Pressure on the University to divest gathers momentum

Image credit: Hattie Hammans

An estimated 300 student, staff and resident campaigners marched through Cambridge today in a renewed bid to persuade the University to divest.   The march was organized by the Zero Carbon Society which they have referred to as a response to the ‘Climate Emergency’.

In a statement released by the group, they have “promised ‘large-scale disruption’ if the University does not backtrack on the draft report, which simply repeats a commitment made two years ago to divest from coal and tar sands, a decision campaigners have slammed as ‘totally insufficient’”.  The press release and campaigns to date have been emphatic of the lack of democracy and transparency at #CorporationCambridge: “Despite both CUSU and Regent House, now bolstered by nine colleges’ JCRs and MCRs, having passed motions supporting the divestment of the University’s £6.3 billion endowment from fossil fuel companies, management has failed to listen.”

A recently leaked report suggested that the University will reject divestment for a third time in as many years, resulting in the resignation of Zero Carbon’s representative on the Divestment Working Group.  CUSU have continued to oppose the University’s course of action, with President Daisy Eyre saying in a recent statement that when representative “Alice Guillaume resigned from the working group tasked with writing this report, she made it clear that the report does not go far enough. According to Guillaume, the University continues to treat climate change as a ‘future issue’”.  Eyre added that “by marching today, we as Cambridge students are showing that we believe the climate change must be tackled NOW.”
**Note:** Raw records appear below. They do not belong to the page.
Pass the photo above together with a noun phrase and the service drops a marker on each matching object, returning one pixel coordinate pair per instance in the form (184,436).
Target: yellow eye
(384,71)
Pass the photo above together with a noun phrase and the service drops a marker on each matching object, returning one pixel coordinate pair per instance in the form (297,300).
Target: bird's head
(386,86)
Taz Walden, spokesperson for Cambridge Zero Carbon Society said the following about the recent developments:

“The working group report is nothing more than a sham. The University Council has done all it can to oppose divestment, from overturning the decision of its own governing body to appointing academics from departments sponsored by the fossil fuel industry to its working group. The Paradise Papers revealed that Cambridge has invested in deep-sea oil via secret offshore funds yet the University repeatedly fails to to address the concerns of its members and fulfill its democratic mandate. Quite simply, the University management are not facing up to facts – their report is totally insufficient.

“Instead, they are choosing complicity with an immoral industry responsible for climate breakdown. Cambridge’s mission statement includes a “commitment to sustainability”; investing in fossil fuels directly contravenes this. University management must think twice about this indefensible decision, and listen to staff and students. If they don’t, we will escalate our campaign.”